The Reserve Bank is open to the prospect of limiting the use of surcharging by merchants, with one option to prohibit surcharging on debit card transactions.
RBA head of payments Ellis Connolly said the central bank recognises that there is an increased level of community concern around the growth in card surcharging and it accepts that a lot has changed in the payments landscape since it enabled merchant surcharging in the early 2000s.
Speaking at last week’s AFR Banking Summit, Connolly said: “It is time for us to review the surcharging framework and consider whether it is still fit for purpose.”
According to an RBA research paper published last November, The Evolution of Consumer Payments in Australia, three-quarters of payments are now made with cards or their digital equivalents.
Consumers surveyed for the report said they paid a surcharge on 7 per cent of their card transactions in 2022, compared with around 5 per cent of card transactions in 2019.
As a percentage of the transaction value, the median surcharge reported was 1.5 per cent.
In previous surveys the type of card used was a determining factor in whether a surcharge was paid, with credit card payments surcharged more often than debit card payments. But in the 2022 survey, respondents reported that surcharges were paid equally on credit and debit card payments.
“The increased prevalence of debit card payments, greater use of payment plans that charge merchants a single percentage rate for accepting all card types and the emergence of payment providers that offer automatic surcharging may have all contributed to the convergence in surcharging frequency on credit and debit cards,” the report said.
Connolly said: “Back in 2007 the regime we put in place made sense. Surcharging gave merchants some bargaining power, it put pressure on card schemes to keep their costs low and it was a signal to consumers to use cheaper payment methods.
“Now with the increase in non-cash payments and the increase in the application of the same charge for debit and credit payments, consumers feel they cannot avoid the surcharge.
“Our review will put all options on the table. Given that debit is now the most frequent means of payment, it may be time for debit card payments to be surcharge free.
“We will also be looking at how we can retain some of the benefits of surcharging.”
Lance Blockley, managing director of The Initiatives Group, published a note a couple of weeks ago saying there is a strong case for ending surcharging on debit transactions.
Blockley said: “The RBA’s surcharge regime has effectively always measured the cost of card payments against a zero-cost base, hence permitting the surcharge to equal the full cost of their payment service provider.
“For some time, I have expressed the opinion that the card surcharge should be the differential in the cost between accepting a card payment and accepting cash, in s similar vein to the European Union regime.

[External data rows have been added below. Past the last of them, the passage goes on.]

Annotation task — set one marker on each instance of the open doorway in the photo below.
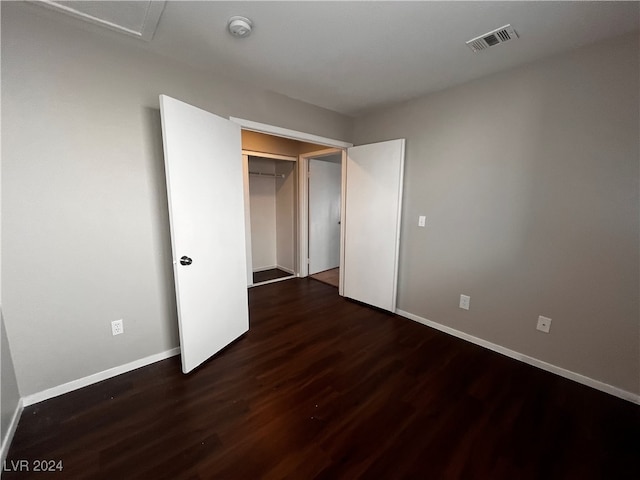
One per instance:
(324, 216)
(273, 207)
(273, 204)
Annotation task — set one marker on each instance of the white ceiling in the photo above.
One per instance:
(352, 57)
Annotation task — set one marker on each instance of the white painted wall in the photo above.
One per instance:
(85, 223)
(529, 181)
(262, 194)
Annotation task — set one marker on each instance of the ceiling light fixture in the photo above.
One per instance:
(239, 26)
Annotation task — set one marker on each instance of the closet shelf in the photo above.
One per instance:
(271, 175)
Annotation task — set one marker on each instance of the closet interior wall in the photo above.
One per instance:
(272, 196)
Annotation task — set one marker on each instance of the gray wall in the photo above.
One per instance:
(85, 224)
(9, 394)
(529, 182)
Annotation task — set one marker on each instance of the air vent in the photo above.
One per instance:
(495, 37)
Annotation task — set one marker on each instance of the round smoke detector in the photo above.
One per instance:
(239, 26)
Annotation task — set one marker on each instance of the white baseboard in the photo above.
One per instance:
(576, 377)
(8, 436)
(285, 269)
(97, 377)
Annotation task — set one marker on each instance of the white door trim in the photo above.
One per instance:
(287, 133)
(304, 208)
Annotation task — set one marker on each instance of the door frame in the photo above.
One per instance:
(332, 144)
(247, 207)
(304, 206)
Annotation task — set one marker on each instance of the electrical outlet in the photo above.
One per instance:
(465, 300)
(544, 324)
(117, 327)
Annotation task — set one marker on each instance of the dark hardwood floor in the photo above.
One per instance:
(325, 388)
(267, 275)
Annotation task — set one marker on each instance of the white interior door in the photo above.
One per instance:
(203, 167)
(325, 183)
(372, 229)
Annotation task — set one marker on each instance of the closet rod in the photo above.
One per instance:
(272, 175)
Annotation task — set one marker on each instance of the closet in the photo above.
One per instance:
(273, 213)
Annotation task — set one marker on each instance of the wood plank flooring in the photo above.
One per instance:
(267, 275)
(325, 388)
(331, 277)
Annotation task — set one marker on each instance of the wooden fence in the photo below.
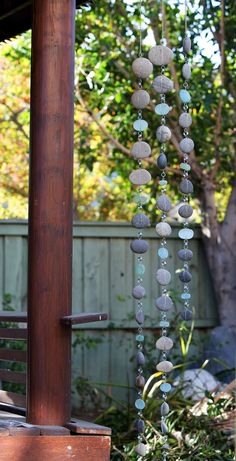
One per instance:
(103, 277)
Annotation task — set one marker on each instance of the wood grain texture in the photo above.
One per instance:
(50, 211)
(71, 448)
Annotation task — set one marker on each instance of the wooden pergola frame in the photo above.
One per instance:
(50, 230)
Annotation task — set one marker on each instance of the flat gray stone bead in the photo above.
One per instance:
(139, 316)
(139, 246)
(166, 446)
(140, 426)
(164, 303)
(140, 381)
(138, 292)
(163, 276)
(141, 149)
(164, 428)
(187, 44)
(186, 186)
(185, 120)
(163, 133)
(165, 366)
(186, 145)
(185, 255)
(140, 221)
(141, 449)
(142, 67)
(163, 203)
(162, 161)
(140, 177)
(185, 276)
(165, 409)
(163, 229)
(160, 55)
(140, 99)
(140, 358)
(162, 84)
(186, 71)
(185, 211)
(164, 343)
(186, 314)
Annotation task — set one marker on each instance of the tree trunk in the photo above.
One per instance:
(220, 245)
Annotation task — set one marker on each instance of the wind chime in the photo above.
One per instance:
(160, 56)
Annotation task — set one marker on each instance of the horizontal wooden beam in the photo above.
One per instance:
(13, 333)
(12, 376)
(83, 427)
(8, 316)
(77, 319)
(12, 398)
(13, 355)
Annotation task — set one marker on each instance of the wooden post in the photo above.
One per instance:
(50, 212)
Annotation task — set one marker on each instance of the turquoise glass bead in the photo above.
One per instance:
(139, 404)
(186, 234)
(185, 166)
(163, 253)
(142, 199)
(185, 296)
(164, 324)
(165, 387)
(185, 96)
(140, 125)
(140, 338)
(140, 269)
(162, 109)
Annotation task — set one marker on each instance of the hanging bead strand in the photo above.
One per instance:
(161, 55)
(142, 68)
(186, 186)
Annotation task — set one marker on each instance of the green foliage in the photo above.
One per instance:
(12, 344)
(106, 44)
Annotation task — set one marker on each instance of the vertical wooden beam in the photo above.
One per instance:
(50, 211)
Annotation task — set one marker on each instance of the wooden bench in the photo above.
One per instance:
(13, 333)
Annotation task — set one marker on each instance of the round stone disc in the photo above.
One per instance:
(140, 177)
(162, 161)
(165, 366)
(163, 133)
(163, 203)
(185, 96)
(163, 277)
(164, 303)
(140, 125)
(162, 109)
(163, 229)
(140, 221)
(186, 234)
(162, 84)
(186, 186)
(165, 408)
(139, 246)
(186, 71)
(140, 99)
(185, 120)
(142, 67)
(160, 55)
(164, 343)
(141, 149)
(186, 145)
(185, 255)
(138, 292)
(185, 211)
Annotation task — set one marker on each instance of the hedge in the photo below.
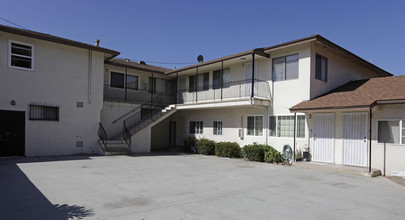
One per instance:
(254, 152)
(227, 149)
(205, 146)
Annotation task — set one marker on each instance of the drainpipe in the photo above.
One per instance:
(253, 75)
(295, 129)
(125, 86)
(196, 85)
(221, 79)
(369, 159)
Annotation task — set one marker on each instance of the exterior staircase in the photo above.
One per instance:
(121, 143)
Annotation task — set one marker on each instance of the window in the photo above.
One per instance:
(285, 68)
(117, 80)
(21, 55)
(44, 113)
(161, 86)
(217, 127)
(191, 84)
(321, 68)
(132, 82)
(255, 125)
(283, 126)
(196, 127)
(203, 82)
(391, 131)
(216, 78)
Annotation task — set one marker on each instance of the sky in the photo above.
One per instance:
(172, 33)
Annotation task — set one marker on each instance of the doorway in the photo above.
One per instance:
(12, 133)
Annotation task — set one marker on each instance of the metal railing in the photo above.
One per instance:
(127, 135)
(134, 95)
(102, 134)
(236, 90)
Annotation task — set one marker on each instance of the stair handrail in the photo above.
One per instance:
(102, 134)
(148, 103)
(127, 135)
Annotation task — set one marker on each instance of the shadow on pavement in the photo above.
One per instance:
(21, 199)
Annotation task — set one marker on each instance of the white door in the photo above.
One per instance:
(323, 138)
(248, 77)
(355, 139)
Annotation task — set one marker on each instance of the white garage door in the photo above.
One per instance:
(355, 139)
(323, 138)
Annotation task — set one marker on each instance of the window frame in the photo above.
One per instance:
(10, 55)
(217, 130)
(296, 128)
(316, 67)
(198, 127)
(254, 122)
(285, 78)
(401, 123)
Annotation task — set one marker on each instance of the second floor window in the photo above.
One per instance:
(285, 68)
(21, 56)
(321, 68)
(217, 82)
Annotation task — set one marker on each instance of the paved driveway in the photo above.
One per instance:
(187, 187)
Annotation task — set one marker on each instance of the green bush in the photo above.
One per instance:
(205, 146)
(189, 143)
(227, 149)
(254, 152)
(273, 156)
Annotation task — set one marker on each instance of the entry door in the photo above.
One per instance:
(12, 133)
(323, 138)
(248, 81)
(172, 134)
(355, 139)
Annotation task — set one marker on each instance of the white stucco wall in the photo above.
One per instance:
(60, 78)
(112, 111)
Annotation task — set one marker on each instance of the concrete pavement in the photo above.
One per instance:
(187, 187)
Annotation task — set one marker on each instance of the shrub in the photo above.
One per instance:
(254, 152)
(189, 143)
(272, 155)
(205, 146)
(227, 149)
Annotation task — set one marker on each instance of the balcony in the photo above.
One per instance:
(237, 93)
(138, 96)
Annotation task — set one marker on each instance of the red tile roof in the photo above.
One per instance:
(358, 94)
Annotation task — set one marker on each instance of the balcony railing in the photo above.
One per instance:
(237, 90)
(134, 96)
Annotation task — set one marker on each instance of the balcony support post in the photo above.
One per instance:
(125, 84)
(253, 75)
(196, 86)
(221, 79)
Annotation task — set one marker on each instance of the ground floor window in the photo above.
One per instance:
(196, 127)
(217, 127)
(391, 131)
(283, 126)
(254, 125)
(44, 113)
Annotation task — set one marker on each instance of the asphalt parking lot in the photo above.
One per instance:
(187, 187)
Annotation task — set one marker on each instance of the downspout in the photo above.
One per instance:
(196, 85)
(253, 75)
(369, 159)
(295, 130)
(125, 90)
(90, 70)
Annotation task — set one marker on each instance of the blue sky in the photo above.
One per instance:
(175, 32)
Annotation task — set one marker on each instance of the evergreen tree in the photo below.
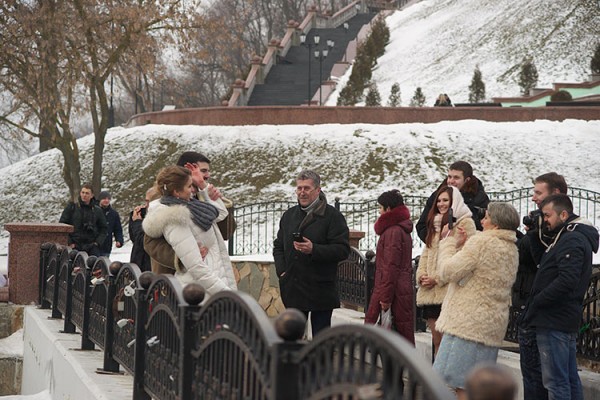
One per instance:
(477, 87)
(528, 77)
(346, 97)
(596, 60)
(373, 98)
(418, 99)
(394, 100)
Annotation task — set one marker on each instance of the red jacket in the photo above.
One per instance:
(393, 273)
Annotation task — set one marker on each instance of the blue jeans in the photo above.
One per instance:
(531, 369)
(559, 364)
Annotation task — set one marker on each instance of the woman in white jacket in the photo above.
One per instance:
(432, 288)
(187, 224)
(475, 310)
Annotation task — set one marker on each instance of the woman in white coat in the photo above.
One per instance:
(187, 224)
(432, 288)
(475, 310)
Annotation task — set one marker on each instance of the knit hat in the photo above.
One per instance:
(104, 195)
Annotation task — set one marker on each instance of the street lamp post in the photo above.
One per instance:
(322, 55)
(303, 41)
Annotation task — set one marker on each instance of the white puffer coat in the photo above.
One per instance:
(428, 263)
(214, 273)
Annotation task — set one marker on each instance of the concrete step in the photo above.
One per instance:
(11, 357)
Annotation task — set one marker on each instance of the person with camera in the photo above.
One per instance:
(460, 175)
(554, 307)
(531, 247)
(312, 239)
(113, 219)
(89, 223)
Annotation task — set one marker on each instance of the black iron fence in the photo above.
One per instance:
(258, 223)
(176, 348)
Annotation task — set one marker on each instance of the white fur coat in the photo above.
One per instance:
(481, 276)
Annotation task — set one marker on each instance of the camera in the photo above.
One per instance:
(531, 220)
(479, 212)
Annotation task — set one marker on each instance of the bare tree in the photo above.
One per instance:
(56, 57)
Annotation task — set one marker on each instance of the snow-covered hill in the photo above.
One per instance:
(357, 162)
(436, 45)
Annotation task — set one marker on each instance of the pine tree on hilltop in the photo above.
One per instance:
(528, 77)
(596, 60)
(477, 87)
(373, 98)
(418, 99)
(394, 100)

“Over the years, the merchant cost of accepting debit card transactions in Australia has been reduced by various requirements and limits published by the RBA, such that one could argue that the cost of debit card acceptance is now equal to the cost of accepting cash.
“If debit card acceptance incurs the same cost as cash acceptance, and there is a growing consumer backlash against surcharging, there would seem to be a case for the RBA to ban merchants from surcharging debit card transactions in Australia, at least at the physical point of sale.”